I was struck by one person living with migraine who told us: “There are no ways a migraine does not affect my life; it affects every part and is a constant issue for me to do anything… It affects your mental health as you just want to be normal.”
This adds up to a terrible toll on people with migraine. People shouldn’t have to face it alone, and this is why we are calling for an urgent review of migraine healthcare.
How we think these problems can be addressed
Although there are serious problems in migraine healthcare in the UK, people with migraine mustn’t lose hope. Many of these issues can be fixed by migraine simply being taken more seriously and given the time and priority it deserves.
We have set out a range of proposals in our report that we believe will speed up diagnosis and help ensure that migraine is given the attention it deserves.
These include a recommendation that everyone attending primary care for head pain should be assessed for migraine, with the outcome of the assessment recorded as a positive or negative diagnosis. We also think migraine treatment and care should be a core part of junior doctor and GP training, to make accurate and rapid diagnosis easier.
If someone is diagnosed, they should then receive an individualised care plan, developed closely with them. Regardless of whether medication is prescribed, they should have this care plan regularly reviewed with their doctor.

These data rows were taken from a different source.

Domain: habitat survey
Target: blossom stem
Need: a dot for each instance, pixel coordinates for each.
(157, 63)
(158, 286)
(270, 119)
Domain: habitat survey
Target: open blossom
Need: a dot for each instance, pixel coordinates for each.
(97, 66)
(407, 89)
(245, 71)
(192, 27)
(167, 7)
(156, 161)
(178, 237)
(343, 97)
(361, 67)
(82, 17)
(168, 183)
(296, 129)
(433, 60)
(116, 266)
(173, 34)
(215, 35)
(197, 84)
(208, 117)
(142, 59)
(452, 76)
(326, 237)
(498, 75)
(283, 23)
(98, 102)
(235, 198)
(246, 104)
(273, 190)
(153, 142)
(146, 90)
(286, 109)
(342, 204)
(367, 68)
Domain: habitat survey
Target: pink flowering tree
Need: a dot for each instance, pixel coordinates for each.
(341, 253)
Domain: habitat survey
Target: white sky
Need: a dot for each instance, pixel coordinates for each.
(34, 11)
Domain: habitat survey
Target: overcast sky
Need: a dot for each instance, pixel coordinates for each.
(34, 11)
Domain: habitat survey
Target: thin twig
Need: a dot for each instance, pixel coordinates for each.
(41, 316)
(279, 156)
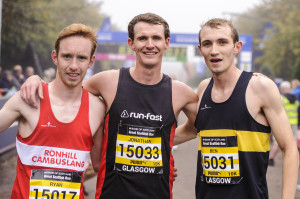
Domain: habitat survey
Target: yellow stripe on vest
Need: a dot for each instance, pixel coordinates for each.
(248, 141)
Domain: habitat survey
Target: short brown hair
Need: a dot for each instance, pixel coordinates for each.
(148, 18)
(77, 30)
(215, 23)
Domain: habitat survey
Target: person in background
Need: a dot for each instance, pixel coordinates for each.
(296, 91)
(291, 105)
(54, 140)
(18, 73)
(9, 83)
(29, 71)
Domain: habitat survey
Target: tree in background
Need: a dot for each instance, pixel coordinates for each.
(280, 44)
(29, 28)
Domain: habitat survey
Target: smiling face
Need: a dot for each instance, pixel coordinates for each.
(218, 49)
(73, 60)
(149, 44)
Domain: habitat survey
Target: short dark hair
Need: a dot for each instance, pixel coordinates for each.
(77, 30)
(215, 23)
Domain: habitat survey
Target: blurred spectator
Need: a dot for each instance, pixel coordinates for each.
(29, 71)
(296, 88)
(49, 74)
(18, 74)
(290, 104)
(9, 83)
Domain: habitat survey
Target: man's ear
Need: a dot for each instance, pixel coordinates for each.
(92, 60)
(54, 57)
(238, 47)
(199, 48)
(130, 44)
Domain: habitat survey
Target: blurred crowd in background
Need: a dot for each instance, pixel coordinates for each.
(12, 80)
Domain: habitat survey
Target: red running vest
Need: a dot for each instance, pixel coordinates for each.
(52, 159)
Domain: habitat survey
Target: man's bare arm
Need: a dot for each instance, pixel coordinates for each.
(273, 109)
(29, 89)
(10, 112)
(187, 131)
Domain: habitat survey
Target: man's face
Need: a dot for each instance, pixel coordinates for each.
(218, 49)
(149, 44)
(73, 59)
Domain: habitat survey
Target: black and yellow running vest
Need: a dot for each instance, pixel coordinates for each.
(233, 148)
(136, 159)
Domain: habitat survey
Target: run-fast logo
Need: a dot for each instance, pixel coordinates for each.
(146, 116)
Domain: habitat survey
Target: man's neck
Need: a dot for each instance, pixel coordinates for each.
(65, 93)
(147, 76)
(227, 79)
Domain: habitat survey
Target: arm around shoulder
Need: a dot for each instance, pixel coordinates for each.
(187, 99)
(97, 114)
(10, 112)
(269, 98)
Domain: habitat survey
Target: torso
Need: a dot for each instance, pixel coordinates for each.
(54, 153)
(232, 122)
(139, 115)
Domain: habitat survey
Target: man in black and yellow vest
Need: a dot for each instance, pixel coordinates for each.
(290, 104)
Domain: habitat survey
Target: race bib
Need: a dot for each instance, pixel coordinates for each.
(220, 160)
(55, 184)
(138, 150)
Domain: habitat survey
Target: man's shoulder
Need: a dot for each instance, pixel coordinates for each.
(181, 90)
(260, 81)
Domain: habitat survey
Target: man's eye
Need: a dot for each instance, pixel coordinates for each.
(206, 44)
(81, 58)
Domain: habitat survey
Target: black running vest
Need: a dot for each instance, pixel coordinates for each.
(136, 159)
(233, 148)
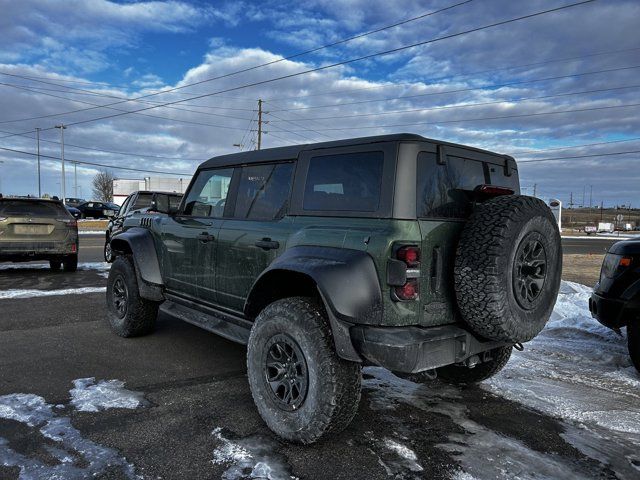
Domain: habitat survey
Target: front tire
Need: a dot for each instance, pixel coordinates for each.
(633, 341)
(456, 375)
(108, 253)
(302, 389)
(128, 313)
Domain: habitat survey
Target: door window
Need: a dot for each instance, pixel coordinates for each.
(263, 191)
(350, 181)
(208, 194)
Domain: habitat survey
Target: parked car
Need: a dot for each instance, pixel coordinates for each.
(74, 211)
(73, 202)
(97, 209)
(615, 302)
(416, 255)
(38, 229)
(137, 202)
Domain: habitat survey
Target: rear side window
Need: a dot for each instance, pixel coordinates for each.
(208, 194)
(263, 191)
(443, 191)
(42, 209)
(346, 182)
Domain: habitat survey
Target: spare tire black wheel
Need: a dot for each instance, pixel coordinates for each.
(508, 267)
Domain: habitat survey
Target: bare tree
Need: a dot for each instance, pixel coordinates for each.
(103, 186)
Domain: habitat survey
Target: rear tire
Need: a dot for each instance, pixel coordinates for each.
(455, 374)
(70, 263)
(128, 313)
(302, 389)
(633, 341)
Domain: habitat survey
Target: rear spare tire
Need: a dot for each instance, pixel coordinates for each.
(508, 267)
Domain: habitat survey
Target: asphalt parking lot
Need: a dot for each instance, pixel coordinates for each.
(197, 418)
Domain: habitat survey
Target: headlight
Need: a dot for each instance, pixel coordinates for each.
(613, 265)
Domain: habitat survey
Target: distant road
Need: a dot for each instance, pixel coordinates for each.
(587, 245)
(91, 246)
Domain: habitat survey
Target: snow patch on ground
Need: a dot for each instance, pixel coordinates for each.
(575, 369)
(249, 458)
(77, 457)
(30, 293)
(100, 266)
(89, 396)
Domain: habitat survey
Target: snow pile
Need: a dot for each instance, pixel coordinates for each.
(89, 396)
(575, 369)
(33, 292)
(78, 458)
(249, 458)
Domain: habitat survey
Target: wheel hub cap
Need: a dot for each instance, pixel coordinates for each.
(286, 372)
(530, 270)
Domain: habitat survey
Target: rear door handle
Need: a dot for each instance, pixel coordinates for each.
(267, 244)
(205, 237)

In addition to solutions focused on those giving and receiving care, we believe migraine should be properly prioritised from the top of healthcare systems. Integrated Care Systems in England and Health Boards in Scotland, Wales and Northern Ireland should review their migraine needs and plan services to meet them. This would be helped if they also appointed a migraine/headache champion, shared guidelines among colleagues, and took the lead on needs assessments, service development and healthcare professional education across the area.
Finally, we want migraine to be better known and understood to break down the myths and stigmas associated with it. National awareness campaigns and workplace guidance will help to start this important process.
The change that’s needed
To be honest, none of our report’s recommendations are revolutionary. They are straightforward solutions which we have developed with migraine care professionals and those directly impacted by the condition but would have far-reaching benefits for people with migraine and for our wider society, economy and NHS. That’s why change must happen urgently. The 10 million people in the UK living with migraine have been dismissed for far too long, and they should not have to put up with inadequate healthcare any longer.